Valuation also emerged as a critical concern for HSBC. The stock currently trades at a multiple of 20.3 times the consensus earnings estimate for the upcoming year, significantly exceeding its 10-year average of around 15 times. This valuation is only marginally below the historically high price-to-earnings ratio of the S&P 500, a comparison that has been observed infrequently in the last decade. Analysts emphasized the difficulty in justifying why AXP should trade at or above the market’s average multiple, given the substantial credit portfolio, its status as a systemically important banking institution, and its sensitivity to economic fluctuations.

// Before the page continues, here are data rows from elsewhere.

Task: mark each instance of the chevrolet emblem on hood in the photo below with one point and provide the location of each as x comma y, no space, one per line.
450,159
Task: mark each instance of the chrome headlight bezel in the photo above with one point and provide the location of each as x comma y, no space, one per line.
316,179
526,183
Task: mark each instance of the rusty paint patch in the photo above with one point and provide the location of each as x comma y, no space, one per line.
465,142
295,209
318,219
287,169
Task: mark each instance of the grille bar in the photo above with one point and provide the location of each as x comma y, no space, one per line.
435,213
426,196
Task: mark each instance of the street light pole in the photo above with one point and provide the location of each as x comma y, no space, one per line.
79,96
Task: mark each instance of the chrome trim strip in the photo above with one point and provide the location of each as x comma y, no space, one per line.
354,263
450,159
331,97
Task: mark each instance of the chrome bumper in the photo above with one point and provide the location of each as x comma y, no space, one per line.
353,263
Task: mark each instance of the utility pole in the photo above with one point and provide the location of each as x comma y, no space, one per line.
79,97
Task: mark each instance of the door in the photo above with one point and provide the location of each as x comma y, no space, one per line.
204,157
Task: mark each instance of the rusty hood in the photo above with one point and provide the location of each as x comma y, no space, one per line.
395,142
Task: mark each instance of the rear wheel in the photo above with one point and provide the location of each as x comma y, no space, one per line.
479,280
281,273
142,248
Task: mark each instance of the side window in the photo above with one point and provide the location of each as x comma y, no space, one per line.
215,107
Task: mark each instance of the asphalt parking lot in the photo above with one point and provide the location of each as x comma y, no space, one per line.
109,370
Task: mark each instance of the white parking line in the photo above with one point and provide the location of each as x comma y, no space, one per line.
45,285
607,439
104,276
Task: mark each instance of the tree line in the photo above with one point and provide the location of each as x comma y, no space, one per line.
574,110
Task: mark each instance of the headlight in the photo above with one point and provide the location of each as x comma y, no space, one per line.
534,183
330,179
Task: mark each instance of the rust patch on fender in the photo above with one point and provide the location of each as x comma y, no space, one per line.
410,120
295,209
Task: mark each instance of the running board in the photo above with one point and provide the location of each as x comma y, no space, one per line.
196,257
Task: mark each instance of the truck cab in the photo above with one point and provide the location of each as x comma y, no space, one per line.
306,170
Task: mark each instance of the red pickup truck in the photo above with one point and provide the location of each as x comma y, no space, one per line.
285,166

HSBC has raised its price target for American Express slightly from $265 to $270.
On the other hand, BTIG has also downgraded AXP from Neutral to Sell, citing two main factors. First, the firm foresees increased risks to the company’s fundamental financial metrics, including billed business, revenue growth, net interest income, and credit trends. Secondly, BTIG believes the current stock price already reflects overly optimistic expectations for 2025, including anticipated earnings per share and revenue growth, which they consider unlikely to be achieved.
BTIG’s team remarked, “In other words, substantial improvement in Amex’s fundamentals is necessary just to maintain AXP’s current share price.” The firm has maintained its price objective for the stock at $230.